Trademark law does have parallels to more familiar copyright law concepts, though. Where copyright has the doctrine of "fair use" protecting citation, commentary, and parody, trademark has "nominative use" which protects the use of marks to refer factually to the actual trademarked product. In other words, stores can use trademarked names and logos to advertise that the products mentioned are for sale, without seeking permission.
Sandler also addressed two trademark uses of interest to FLOSS software projects: developing a trademark for a project, and responding to "nastygrams" from hostile trademark holders.

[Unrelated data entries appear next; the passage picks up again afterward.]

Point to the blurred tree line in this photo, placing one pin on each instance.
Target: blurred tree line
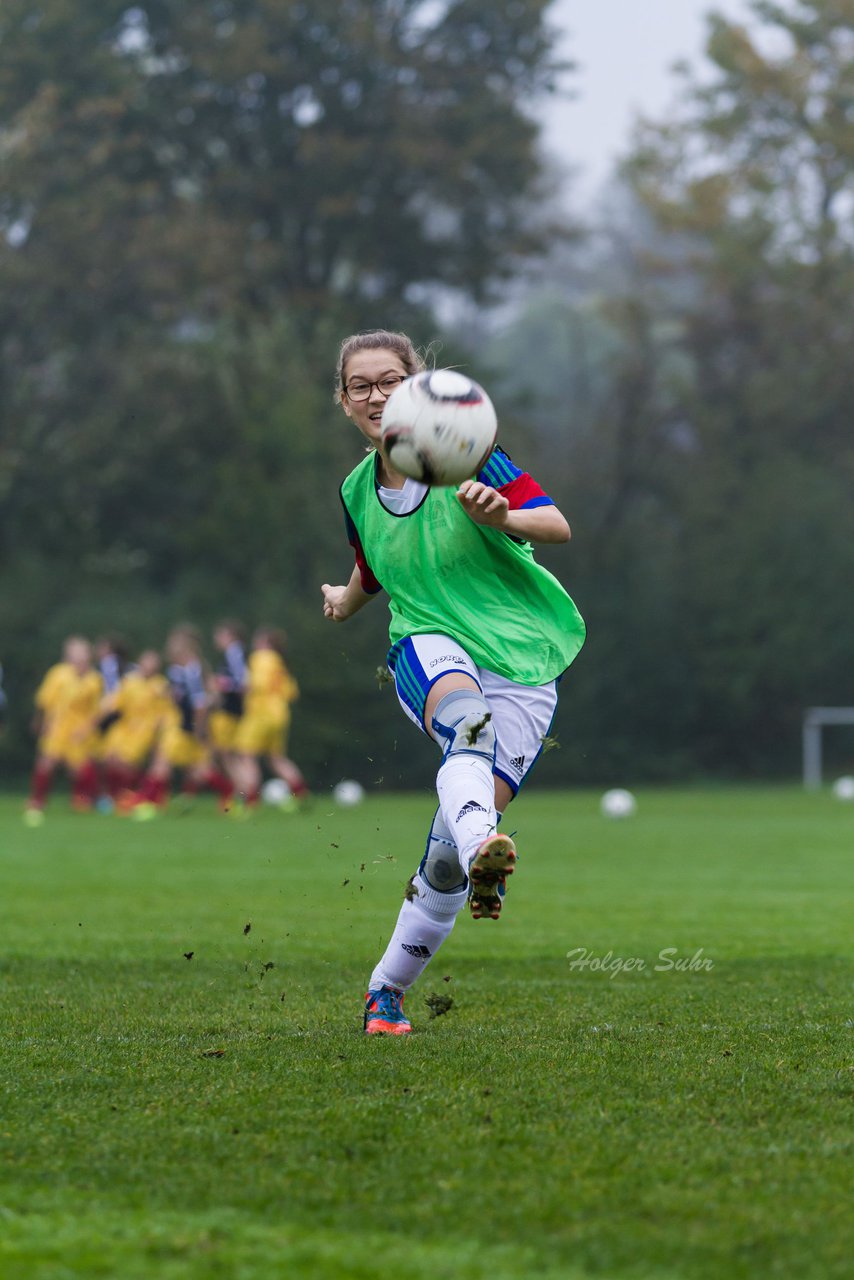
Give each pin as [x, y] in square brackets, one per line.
[200, 199]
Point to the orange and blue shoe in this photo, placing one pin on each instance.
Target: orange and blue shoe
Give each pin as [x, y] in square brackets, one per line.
[384, 1013]
[488, 871]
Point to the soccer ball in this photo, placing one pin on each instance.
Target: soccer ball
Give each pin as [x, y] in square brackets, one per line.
[275, 791]
[617, 804]
[438, 426]
[348, 794]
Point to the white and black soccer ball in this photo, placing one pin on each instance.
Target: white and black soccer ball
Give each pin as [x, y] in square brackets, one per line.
[348, 792]
[617, 803]
[438, 426]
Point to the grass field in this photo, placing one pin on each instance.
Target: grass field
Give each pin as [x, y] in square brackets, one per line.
[187, 1093]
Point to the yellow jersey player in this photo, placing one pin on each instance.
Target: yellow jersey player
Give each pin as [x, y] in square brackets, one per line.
[263, 732]
[67, 702]
[181, 744]
[140, 705]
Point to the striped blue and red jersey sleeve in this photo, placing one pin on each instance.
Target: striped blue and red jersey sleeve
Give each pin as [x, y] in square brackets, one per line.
[499, 472]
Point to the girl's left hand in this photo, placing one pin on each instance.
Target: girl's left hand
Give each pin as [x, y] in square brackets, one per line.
[483, 504]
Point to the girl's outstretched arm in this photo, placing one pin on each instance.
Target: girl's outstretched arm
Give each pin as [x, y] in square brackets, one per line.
[341, 602]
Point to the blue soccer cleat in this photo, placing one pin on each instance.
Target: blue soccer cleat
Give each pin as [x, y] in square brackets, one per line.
[384, 1013]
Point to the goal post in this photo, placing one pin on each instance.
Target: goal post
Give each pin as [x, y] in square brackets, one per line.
[816, 718]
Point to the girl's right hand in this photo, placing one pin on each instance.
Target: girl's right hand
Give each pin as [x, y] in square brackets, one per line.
[334, 602]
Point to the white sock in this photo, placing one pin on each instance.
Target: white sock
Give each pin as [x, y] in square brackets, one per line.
[418, 935]
[466, 792]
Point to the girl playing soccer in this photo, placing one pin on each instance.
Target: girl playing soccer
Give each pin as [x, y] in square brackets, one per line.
[480, 635]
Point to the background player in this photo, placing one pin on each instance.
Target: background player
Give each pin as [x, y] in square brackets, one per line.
[67, 708]
[263, 732]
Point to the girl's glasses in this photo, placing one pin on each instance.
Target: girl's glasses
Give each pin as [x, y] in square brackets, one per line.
[360, 388]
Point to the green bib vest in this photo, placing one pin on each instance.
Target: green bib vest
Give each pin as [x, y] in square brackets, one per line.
[444, 574]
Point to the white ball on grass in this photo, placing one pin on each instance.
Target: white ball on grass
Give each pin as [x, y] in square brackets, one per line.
[844, 789]
[617, 803]
[275, 791]
[348, 792]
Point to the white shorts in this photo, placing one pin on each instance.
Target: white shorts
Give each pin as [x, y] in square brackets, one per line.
[521, 714]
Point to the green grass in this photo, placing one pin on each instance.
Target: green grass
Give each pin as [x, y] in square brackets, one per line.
[223, 1116]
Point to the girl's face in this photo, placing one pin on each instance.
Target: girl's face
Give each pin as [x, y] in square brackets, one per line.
[375, 366]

Choosing a good trademark involves picking a distinctive name or logo. Commonly-used terms associated with the product cannot be trademarked, and choosing a good mark can be difficult. Sandler recommends doing a trademark search; unlike patents there is no doctrine of "willful infringement" in trademark — trademark infringers are just ordered to stop using the mark. But projects should be careful about their trademarks; registering a trademark is not required, but if it is done, she recommends having the group apply for it collectively, not leaving it up to an individual. An individual holding the mark could leave or fork the project later, thus making it very difficult for the group to regain control. Projects should also create a trademark policy, stating acceptable uses, naming conventions, and merchandising policy — not doing so could create confusion later, ultimately diluting the mark.
Finally, Sandler addressed what to do if a trademark holder accuses a software project of infringing on its mark. The principle question to ask is if the accused usage is genuinely likely to create confusion in consumers. Are the marks similar? Are they in the same field-of-use? Do they give the overall impression of being related products? And, most importantly, does the accuser know of actual cases of consumer confusion? If the answer is no, then there is likely no real infringement. A project should begin by asking those questions, and only needs to worry or seek legal advice (including from SFLC) if the accuser continues.
I learned the law, and we all won
All three talks touched on one common problem: that free software developers are not lawyers, and often prefer not to dwell on potentially thorny legal issues. But the law should not be intimidating to FLOSS software projects; it protects them from abuse by well-heeled enemies, and although it is a different domain, it is certainly well within the grasp of anyone capable of writing device drivers, 3-D animation studios, or any of the other top-notch projects produced by the open source community.